The Biosimilars Advisory Service report entitled Physician Perspectives on Erythropoiesis-stimulating Agents, Insulin, and Human Growth Hormone provides analysis of survey results from over 90 endocrinologists, as well as more than 90 nephrologists. The report finds that endocrinologists' expectations for clinical trials of biosimilar insulin analogues exceed those of the European Medicines Agency (EMA); the EMA's draft guidelines for biosimilar insulin analogues state that there is no anticipated need for specific efficacy trials.
The report also finds that if surveyed endocrinologists had to choose between multiple biosimilars of the same reference product, the most influential factors on their prescribing decision would be any non-significant differences in the safety and efficacy, as well as the robustness and number of clinical trials.

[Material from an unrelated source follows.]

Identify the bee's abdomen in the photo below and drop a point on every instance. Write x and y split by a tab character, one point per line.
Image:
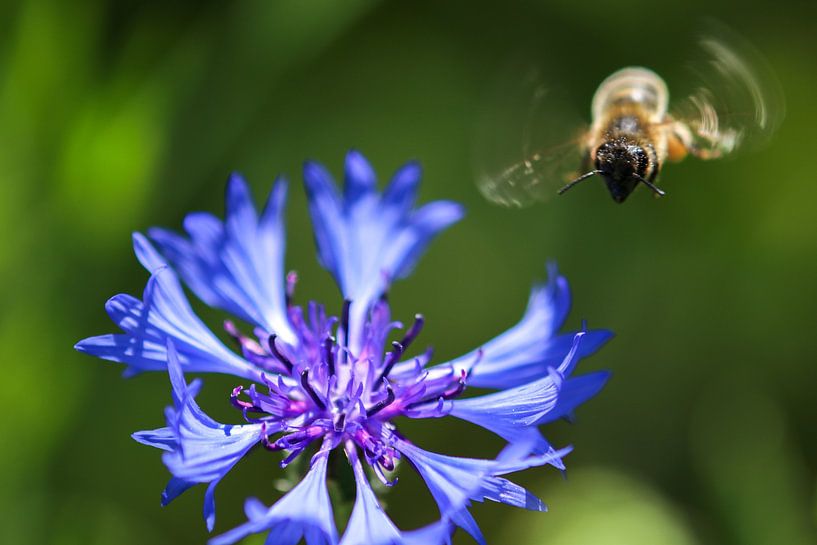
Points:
632	86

"Our research shows that endocrinologists are more demanding than other specialists, such as oncologists and gastroenterologists, in terms of what they need from biosimilars trials in order to feel comfortable using them," said Biosimilars Research Director Kate Keeping. "Conducting a lean clinical development program for insulins may be sufficient for EMA approval, but endocrinologists are unlikely to readily adopt such a biosimilar. In the United States, insulins cannot currently be approved through the biosimilars pathway and therefore require more extensive trials. These findings suggest that a high level of investment in clinical development will be required to maximize uptake of biosimilar insulins." Surveyed nephrologists and endocrinologists also revealed pivotal insights to understanding the current and future uptake of biosimilars, including their level of familiarity, concerns, drivers and constrainers of adoption, views on indication extrapolation, attitudes towards reimbursement, the expected impact of 'biobetters' and the clinical trial requirements for biosimilars.